The driving thesis of my research is that machine-checked mathematical proofs are the next big enabler of practical program structuring techniques. Most observers today think that formal methods are academic curiosities that will never reduce software development costs so much that it seems silly not to use them. Those observers are as wrong as the 1980 critics of structured programming.
The serious programs of 2050 will rely on formal specifications and proofs the way that Java programs today rely on static types and interfaces. We know that our only hope to build complex systems is to find ways to break them into smaller systems, with effective ways to think about parts in isolation, viewing their dependencies abstractly through interfaces, formal or not. Proof assistant systems like Coq provide the ultimate level of flexibility and rigor in formulating decomposition strategies. Decades from now, this kind of formal reasoning will be as essential as the operating-systems abstractions developed starting in the 1950s. I've often felt jealous of the pioneers who had the chance to contribute to the science of computer systems in that time period, but I feel like those of us getting started today have a second shot at it, designing system structuring principles based on mechanized proof.
My research group is gradually building a proof-of-concept development ecosystem. Our results so far span the abstraction spectrum from mathematical specifications to functional programs to hardware circuits. Some pieces we have already connected together. Others are separate at the moment, but the end goal is to connect everything together into the computing platform of the future, replacing the ideas embodied today in, say, a Linux system running on commodity hardware, including the source code used to construct all of its pieces. This future system would be:
- Foundational: The actual running software and hardware are an implementation of some high-level specification. Alternatively, if you like, they are a realization of some reference implementation chosen to be as concise and understandable as possible. The implementation should be proved from first principles to follow the spec, assuming little more than basic axioms of logical reasoning.
- Flexible: Those guarantees should apply despite supporting a flexible open-source ecosystem, where programmers may choose whatever languages and tools they like, in the end compiling both source code and proofs about it to assembly language or some similarly low-level format. The common format may even be hardware designs, where future applications come packaged with circuit descriptions and proofs that they are reasonable to run.
- Productive: The human cost of development should be as low as possible. New techniques for abstraction and modularity are the bread and butter for this dimension, and machine-checked proofs are our secret weapon for designing them.
- High-performance: Productivity shouldn't require giving up on acceptable execution speed, memory usage, power usage, etc. Advanced compilation and synthesis techniques should remove runtime costs of high-level program structuring tools.

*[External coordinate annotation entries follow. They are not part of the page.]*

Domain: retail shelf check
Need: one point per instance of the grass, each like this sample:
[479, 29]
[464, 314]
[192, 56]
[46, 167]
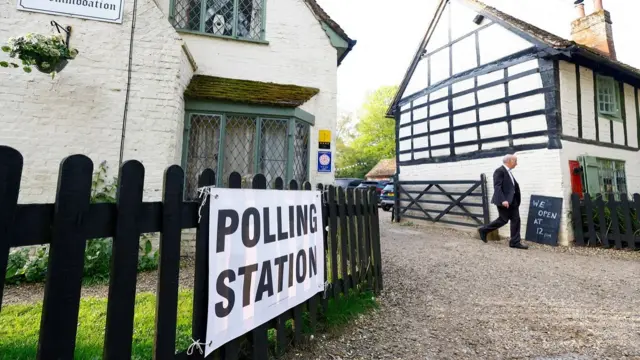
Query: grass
[19, 324]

- Secure: Ideally, new programming methods will make common security problems impossible by construction, and it should at least be possible to prove that programs follow sensible security policies.
With Published Papers
- Ur/Web is a practical functional programming language for coding modern Web applications. It's not yet connected to the formal Coq stuff from the other projects described here, but the language design is inspired by dependent type theory and Coq, and it is already used in commercial applications. Papers describe the type system behind the metaprogramming approach of the core Ur language, the modularity and concurrency features of the Ur/Web domain-specific language, the whole-program optimizing compiler, and a static security analysis for Ur/Web programs.

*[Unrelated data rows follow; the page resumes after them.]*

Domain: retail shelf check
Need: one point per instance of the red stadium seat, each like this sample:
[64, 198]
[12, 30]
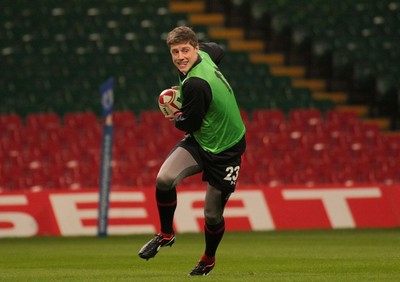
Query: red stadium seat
[43, 120]
[308, 118]
[268, 119]
[10, 121]
[80, 120]
[124, 119]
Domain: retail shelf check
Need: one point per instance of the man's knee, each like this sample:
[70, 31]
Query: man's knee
[164, 181]
[212, 216]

- Bedrock is the core of our work on an ecosystem for verified software development. On one level, it's a Coq library defining the syntax and semantics of a common assembly language, plus a notion of code libraries packaged with specifications and proofs. More importantly, though, this common foundation enables the development of many different proved-correct and proof-generating tools, all producing code modules that can be linked together to produce whole-program theorems from first principles. We've worked on proof automation for correctness of low-level pointer-manipulating code, both via proof-generating procedures and proved-correct procedures; on integrating verification within an extensible C-like programming language; on a verified compiler to Bedrock from a C-like language with built-in data abstraction; and on a case study applying Bedrock to verify a directory server running on semi-autonomous robots.
- Fiat is our new framework for deductive program synthesis in Coq. That is, we derive programs from their specifications, in a way that guarantees correctness, without needing to trust much beyond the usual Coq proof checker. We repurpose Coq's proof-automation support to do highly automatic derivation of programs in specific domains. Our published examples so far deal with abstract data types that support particular SQL-style queries. We have some experimental code that connects Fiat to Bedrock, producing correct-by-construction assembly code from simple specs almost automatically; and we are working on additional specification domains where we can automate derivations effectively, such as grammars and parsing.

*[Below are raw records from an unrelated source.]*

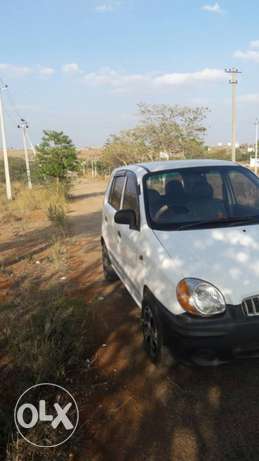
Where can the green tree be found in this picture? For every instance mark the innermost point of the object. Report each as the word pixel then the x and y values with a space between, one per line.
pixel 56 156
pixel 162 128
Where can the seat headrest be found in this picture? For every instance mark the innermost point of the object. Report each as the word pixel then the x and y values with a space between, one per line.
pixel 175 193
pixel 153 195
pixel 202 190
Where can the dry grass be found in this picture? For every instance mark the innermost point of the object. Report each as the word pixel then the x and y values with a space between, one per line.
pixel 46 199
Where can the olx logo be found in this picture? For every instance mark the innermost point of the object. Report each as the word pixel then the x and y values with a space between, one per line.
pixel 51 408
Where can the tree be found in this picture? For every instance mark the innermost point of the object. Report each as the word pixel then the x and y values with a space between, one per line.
pixel 56 156
pixel 162 128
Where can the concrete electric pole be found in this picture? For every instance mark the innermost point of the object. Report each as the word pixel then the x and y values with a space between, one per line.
pixel 5 154
pixel 234 83
pixel 24 126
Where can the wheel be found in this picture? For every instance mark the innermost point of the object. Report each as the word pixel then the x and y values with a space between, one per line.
pixel 109 273
pixel 152 332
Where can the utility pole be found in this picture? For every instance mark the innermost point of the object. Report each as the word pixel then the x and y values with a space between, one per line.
pixel 256 144
pixel 6 163
pixel 233 82
pixel 24 126
pixel 30 143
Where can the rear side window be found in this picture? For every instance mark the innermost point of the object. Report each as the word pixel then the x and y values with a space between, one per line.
pixel 131 194
pixel 116 192
pixel 246 191
pixel 130 200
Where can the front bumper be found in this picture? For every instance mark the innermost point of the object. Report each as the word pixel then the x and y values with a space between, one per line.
pixel 229 335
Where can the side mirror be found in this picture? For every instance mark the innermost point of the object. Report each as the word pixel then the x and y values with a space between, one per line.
pixel 126 217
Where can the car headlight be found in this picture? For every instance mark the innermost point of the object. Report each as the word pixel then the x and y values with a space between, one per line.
pixel 200 298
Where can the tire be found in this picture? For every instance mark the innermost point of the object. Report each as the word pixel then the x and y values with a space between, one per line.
pixel 152 332
pixel 153 337
pixel 109 273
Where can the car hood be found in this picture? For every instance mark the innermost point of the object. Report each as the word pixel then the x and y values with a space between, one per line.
pixel 227 257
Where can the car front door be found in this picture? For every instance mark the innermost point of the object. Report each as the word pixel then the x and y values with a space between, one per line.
pixel 111 233
pixel 130 239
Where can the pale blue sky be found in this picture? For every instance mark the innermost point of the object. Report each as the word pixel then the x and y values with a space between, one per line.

- We're also looking at how to take this style of reasoning to distributed programs, as with data structures replicated across multiple servers. Some preliminary work is in causal consistency of distributed key-value stores, and in this area I'm most interested in future work on verifying ACID distributed transactions.
- In collaboration with Arvind, we're looking at modular Coq verification of Bluespec-style hardware designs. For instance, one might want to verify a memory system and a processor independently, and then compose the proofs opaquely to derive that a system with N processors and an M-deep memory hierarchy implements a particular ISA. Our current work builds on past experiments with verified compilation for mini-Bluespec. We've completed a a modular proof of a particular infinite family of multicore hardware designs, and ongoing work is about defining a Coq framework to make that sort of proof more routine, also connecting back to verified compilation of hardware designs.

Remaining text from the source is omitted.